Overview
pixas/Miner-8B is an 8 billion parameter reasoning model developed by pixas, specifically trained using the MINER (Mining Intrinsic Mastery for Data-Efficient RL in Large Reasoning Models) framework. MINER is a reinforcement learning method designed to address the data inefficiency of critic-free RL on prompts where all sampled rollouts are correct, providing little learning signal. It achieves this by utilizing the policy's intrinsic uncertainty as a self-supervised reward, eliminating the need for auxiliary reward models or additional inference-time overhead.
Key Innovations
The MINER framework introduces two core concepts:
- Token-level focal credit assignment: This mechanism amplifies learning for uncertain and critical tokens while suppressing overconfident ones.
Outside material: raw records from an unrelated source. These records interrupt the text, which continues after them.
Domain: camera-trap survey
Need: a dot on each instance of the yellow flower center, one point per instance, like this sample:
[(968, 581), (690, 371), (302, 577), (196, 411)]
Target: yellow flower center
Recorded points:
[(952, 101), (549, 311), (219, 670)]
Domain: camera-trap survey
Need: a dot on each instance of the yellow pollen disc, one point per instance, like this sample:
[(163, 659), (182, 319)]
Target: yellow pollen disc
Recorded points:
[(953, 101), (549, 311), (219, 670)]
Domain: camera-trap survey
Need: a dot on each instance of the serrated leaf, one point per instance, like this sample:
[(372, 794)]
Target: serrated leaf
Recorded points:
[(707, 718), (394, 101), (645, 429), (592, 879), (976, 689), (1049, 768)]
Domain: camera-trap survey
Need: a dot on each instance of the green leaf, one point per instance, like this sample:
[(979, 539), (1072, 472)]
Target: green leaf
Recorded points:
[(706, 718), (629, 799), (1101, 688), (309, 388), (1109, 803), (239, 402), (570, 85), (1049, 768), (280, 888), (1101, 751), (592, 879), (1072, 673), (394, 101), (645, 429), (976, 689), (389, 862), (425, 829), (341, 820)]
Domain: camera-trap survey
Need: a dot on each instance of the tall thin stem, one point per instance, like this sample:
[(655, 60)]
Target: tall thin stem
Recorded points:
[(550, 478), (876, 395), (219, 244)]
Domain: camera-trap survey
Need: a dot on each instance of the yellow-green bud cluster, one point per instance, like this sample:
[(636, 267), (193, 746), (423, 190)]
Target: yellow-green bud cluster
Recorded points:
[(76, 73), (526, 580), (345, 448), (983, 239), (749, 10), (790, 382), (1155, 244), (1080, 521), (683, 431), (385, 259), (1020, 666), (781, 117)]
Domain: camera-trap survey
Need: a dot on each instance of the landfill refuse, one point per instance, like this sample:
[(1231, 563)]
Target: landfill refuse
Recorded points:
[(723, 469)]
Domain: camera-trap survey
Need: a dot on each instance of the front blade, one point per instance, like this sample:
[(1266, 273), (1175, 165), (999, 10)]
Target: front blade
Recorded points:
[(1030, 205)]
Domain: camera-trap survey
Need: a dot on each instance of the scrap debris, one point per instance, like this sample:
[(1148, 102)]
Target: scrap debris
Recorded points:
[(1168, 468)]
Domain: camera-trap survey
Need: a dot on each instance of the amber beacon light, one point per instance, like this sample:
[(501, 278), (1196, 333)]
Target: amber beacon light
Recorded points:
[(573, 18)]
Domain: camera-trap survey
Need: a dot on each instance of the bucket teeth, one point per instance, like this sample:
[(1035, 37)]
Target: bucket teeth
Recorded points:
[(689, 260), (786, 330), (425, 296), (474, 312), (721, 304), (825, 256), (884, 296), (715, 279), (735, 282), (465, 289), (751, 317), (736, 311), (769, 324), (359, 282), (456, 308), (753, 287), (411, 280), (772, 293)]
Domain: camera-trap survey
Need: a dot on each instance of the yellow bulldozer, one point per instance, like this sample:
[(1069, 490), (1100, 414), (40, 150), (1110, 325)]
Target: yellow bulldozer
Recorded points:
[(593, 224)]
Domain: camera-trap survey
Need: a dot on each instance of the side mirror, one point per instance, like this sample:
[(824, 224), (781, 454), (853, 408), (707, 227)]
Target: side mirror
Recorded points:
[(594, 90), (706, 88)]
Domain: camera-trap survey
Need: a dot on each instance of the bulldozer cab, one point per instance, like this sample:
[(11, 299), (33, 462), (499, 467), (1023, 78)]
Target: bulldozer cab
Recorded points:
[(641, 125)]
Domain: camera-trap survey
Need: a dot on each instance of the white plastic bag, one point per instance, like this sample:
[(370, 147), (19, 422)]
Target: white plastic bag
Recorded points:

- Adaptive advantage calibration: This integrates intrinsic and verifiable rewards in a stable manner.
Performance & Evaluation
Evaluated on six reasoning benchmarks, MINER demonstrates stronger sample efficiency and accuracy compared to several baseline methods, including GRPO variants. The model is a research checkpoint and its performance may vary depending on the base model, data mixture, and evaluation pipeline used.
Intended Use Cases
This model is primarily intended for research and experimental use in:
- Reasoning and problem-solving tasks.
- Reinforcement learning for language models.
- Mathematical and verifiable reasoning.
- Post-training and evaluation of large reasoning models.
Potential applications include academic research, evaluation on reasoning benchmarks, and further finetuning based on the MINER framework. Users should be aware of potential limitations, such as producing incorrect or incomplete reasoning outputs, and the model's performance being sensitive to prompt format and decoding setup.